Rustls-webpki Security Flaw: Wildcard Name Constraints Improperly Validated, Patching Underway

A critical security vulnerability has been identified in the widely-used `rustls-webpki` crate, a core component for certificate validation in Rust's TLS ecosystem. The flaw, tracked as RUSTSEC-2026-0099 and GHSA-xgp8-3hg3-c2mh, involves the improper acceptance of permitted subtree name constraints for certificates asserting a wildcard DNS name. This incorrect validation could allow a certificate for `*.example.com` to be accepted under a name constraint of `accept.example.com`, potentially permitting access to a name like `reject.example.com` that should be explicitly outside the permitted boundary. The issue represents a significant logic error in the library's certificate path validation.

The vulnerability affects `rustls-webpki` versions `0.103.11` and earlier. The maintainers have released patched versions `>=0.103.12` and `<0.104.0-alpha.1`, or `>=0.104.0-alpha.6`. The flaw is notably similar to a previously disclosed issue, CVE-2025-61727, referenced from a Go language security report, indicating a recurring pattern in cryptographic library implementations. The GitHub issue shows active work-in-progress (WIP) status, with a developer assigned to resolve the problem and update the pull request description as a plan is formed and progress is made.

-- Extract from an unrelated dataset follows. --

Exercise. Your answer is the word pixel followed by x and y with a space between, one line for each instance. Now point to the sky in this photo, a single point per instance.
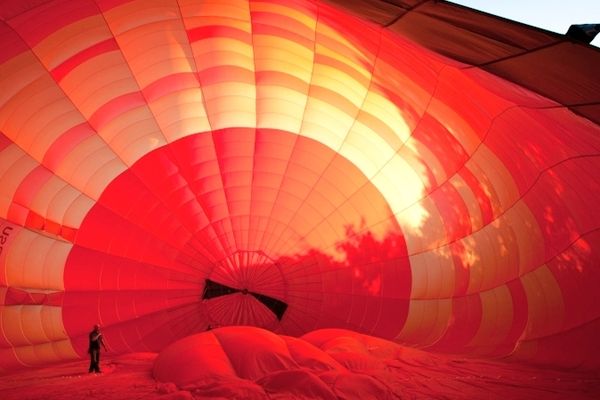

This vulnerability places immediate pressure on all downstream projects and services relying on `rustls-webpki` for secure TLS connections. Organizations must urgently audit their dependency trees and upgrade to a patched version to mitigate the risk of certificate validation bypass. The flaw's discovery triggers scrutiny over the robustness of name constraint handling across the broader cryptographic library landscape, as similar logic errors have surfaced in other language ecosystems. The ongoing patch development signals a coordinated response to close a critical security gap in a fundamental internet trust mechanism.